Kommunikation: Götterdämmerung für E-Mails?
abgelegt im Archiv Arbeitstechniken am 14.07.07
Hmm, ick gloob det nich. Ich glaube nicht, dass E-Mails mittelfristig durch andere Kommunikationsformen ersetzt werden.
Die Götterdämmerung für E-Mails wird aber gerade in der Blogosphere eifrig heraufbeschworen: Klaus Eck lässt sich darüber aus, dass E-Mails unwichtiger werden und Mark Pohlmann singt diesem Medium im Themenblog ebenfalls einen Abgesang.
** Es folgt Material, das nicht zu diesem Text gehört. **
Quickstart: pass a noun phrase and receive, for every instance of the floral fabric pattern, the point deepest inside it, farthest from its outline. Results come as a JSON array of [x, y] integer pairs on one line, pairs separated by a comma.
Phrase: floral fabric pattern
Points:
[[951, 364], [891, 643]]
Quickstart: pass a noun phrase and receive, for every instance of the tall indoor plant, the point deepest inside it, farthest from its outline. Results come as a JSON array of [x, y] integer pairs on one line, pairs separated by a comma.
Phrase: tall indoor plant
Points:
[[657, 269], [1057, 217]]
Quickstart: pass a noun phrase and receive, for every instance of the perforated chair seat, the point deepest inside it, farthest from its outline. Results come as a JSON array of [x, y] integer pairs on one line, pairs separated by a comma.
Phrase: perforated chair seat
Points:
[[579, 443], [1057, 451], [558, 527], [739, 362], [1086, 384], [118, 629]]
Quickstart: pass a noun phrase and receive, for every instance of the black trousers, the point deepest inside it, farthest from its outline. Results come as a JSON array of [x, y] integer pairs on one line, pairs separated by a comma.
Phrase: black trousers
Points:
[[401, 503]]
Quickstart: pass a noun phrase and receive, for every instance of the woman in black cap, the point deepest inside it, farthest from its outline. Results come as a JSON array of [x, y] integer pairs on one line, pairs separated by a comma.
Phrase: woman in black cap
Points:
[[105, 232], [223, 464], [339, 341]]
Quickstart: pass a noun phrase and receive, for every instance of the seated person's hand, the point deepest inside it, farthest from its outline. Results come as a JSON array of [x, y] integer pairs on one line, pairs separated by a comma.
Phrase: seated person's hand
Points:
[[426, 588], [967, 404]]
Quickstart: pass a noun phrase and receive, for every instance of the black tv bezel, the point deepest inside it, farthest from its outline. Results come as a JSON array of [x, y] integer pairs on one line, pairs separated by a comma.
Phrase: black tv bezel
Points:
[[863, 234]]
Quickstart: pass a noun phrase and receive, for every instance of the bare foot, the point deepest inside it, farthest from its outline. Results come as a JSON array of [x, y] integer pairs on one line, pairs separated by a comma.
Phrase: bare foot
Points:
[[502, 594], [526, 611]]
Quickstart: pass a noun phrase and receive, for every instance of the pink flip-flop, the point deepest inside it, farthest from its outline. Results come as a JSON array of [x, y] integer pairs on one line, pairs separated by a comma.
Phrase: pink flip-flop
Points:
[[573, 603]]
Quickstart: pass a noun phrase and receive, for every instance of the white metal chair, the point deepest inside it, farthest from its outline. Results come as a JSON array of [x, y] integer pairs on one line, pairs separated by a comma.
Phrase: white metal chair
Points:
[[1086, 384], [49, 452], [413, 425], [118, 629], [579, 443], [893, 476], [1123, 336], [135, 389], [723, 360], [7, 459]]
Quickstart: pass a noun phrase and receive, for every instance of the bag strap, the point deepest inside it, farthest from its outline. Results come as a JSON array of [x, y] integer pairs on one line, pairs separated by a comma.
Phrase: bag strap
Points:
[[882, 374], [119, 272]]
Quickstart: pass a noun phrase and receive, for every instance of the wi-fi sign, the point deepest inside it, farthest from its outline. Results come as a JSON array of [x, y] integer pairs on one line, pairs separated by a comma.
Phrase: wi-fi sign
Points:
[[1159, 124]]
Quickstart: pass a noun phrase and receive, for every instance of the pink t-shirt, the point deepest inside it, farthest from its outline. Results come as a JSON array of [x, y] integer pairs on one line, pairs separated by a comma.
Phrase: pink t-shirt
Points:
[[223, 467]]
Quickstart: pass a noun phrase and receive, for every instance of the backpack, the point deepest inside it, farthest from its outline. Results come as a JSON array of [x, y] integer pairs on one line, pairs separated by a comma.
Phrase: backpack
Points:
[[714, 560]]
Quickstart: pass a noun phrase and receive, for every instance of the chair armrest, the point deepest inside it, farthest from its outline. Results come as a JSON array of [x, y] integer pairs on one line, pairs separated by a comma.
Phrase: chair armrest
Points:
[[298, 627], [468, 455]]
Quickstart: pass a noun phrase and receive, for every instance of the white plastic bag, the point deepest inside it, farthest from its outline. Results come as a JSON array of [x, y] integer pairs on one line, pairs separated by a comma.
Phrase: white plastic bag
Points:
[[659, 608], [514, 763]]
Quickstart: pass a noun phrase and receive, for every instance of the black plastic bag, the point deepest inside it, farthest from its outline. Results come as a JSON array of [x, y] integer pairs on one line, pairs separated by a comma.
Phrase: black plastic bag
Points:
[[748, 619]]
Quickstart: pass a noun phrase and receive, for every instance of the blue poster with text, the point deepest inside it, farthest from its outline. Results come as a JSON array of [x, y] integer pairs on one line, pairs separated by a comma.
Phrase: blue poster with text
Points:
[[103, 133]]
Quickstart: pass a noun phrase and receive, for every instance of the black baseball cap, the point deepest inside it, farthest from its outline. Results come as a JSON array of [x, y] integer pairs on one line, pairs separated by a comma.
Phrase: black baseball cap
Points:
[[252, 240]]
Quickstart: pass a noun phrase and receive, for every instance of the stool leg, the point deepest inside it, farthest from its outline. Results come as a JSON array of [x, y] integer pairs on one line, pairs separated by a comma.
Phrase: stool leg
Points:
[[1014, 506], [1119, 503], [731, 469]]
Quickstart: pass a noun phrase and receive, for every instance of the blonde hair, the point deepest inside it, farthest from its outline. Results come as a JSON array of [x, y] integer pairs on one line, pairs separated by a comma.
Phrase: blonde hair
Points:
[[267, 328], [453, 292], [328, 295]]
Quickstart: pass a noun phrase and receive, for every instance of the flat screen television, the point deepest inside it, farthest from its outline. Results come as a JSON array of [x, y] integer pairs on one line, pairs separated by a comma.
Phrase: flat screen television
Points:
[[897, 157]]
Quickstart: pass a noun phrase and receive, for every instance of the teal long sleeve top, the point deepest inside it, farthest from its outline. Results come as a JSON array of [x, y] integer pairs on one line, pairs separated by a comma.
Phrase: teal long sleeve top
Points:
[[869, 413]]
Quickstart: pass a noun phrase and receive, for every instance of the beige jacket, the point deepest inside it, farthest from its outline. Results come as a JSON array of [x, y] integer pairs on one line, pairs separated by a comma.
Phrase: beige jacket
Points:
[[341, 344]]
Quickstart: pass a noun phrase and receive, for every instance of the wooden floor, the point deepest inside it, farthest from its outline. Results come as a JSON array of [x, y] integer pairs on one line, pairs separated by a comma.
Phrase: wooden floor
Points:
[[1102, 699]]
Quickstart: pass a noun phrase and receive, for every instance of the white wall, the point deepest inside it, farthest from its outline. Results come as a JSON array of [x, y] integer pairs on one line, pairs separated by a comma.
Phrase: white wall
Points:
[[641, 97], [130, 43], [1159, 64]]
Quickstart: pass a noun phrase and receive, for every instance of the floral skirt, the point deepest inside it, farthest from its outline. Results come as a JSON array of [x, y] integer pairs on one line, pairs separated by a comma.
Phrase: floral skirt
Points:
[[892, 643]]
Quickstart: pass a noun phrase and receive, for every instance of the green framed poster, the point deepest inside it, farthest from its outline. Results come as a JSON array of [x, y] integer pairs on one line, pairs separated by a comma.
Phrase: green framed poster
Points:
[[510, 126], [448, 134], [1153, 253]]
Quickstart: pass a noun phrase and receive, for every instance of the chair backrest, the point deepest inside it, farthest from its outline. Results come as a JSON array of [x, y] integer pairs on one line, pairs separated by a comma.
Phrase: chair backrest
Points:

Beide schreiben darüber, dass Blogs, Chats, Twitter, Social bookmarks und Social Networks immer mehr die E-Mail ersetzen, und dass E-Mails viele Nachteile in sich bergen.
Ja, die Mailboxen sind zunehmend Spam-verseucht, ja, E-Mails lenken tüchtig vom Daily Business ab, ja, per Mail zwingt man den Empfängern die Inhalte auf, während das Lesen von Blogs etc. freiwillig passiert, ja, es werden unglaublich viele redundante Informationen per Mail verschickt.
Und ja, auch ich chatte mit einigen Leuten inzwischen öfter, als ich mir Mails mit ihnen hin- und herschicke.
Aber: Die "Aufzwing-Situation" bei Twitter & Co. ist dieselbe wie bei Mails. Abgesehen davon, dass ich ja bekennende Twitter-Hasserin bin.
Die Informationen, die ich blogge oder an meine Netzwerke weiterreiche, habe ich auch früher nicht per E-Mail an Einzelempfänger gemailt, und die Tipps, die ich nur für bestimmte Menschen für interessant halte, maile ich nach wie vor.
Immer dann, wenn es um den Austausch mit Einzelnen geht, ist Mailen m. M. nach bisher allenfalls durch Chatten substituierbar, und wenn es um bestimmte Business-relevante Inhalte geht, präferiere ich selbst dort die Mail. Schon, weil Mails deutlich besser archivierbar sind als chat-Protokolle. Zum Plaudern allerdings sind Chats prima.
Also, wie gesagt: Ich seh das anders als die "Totengräber des E-Mailens". Meiner Meinung nach ist dieses Kommunikationsmittel noch sehr lebendig und wird es wohl auch noch eine ganze Weile bleiben.

Permalink: Kommunikation: Götterdämmerung für E-Mails?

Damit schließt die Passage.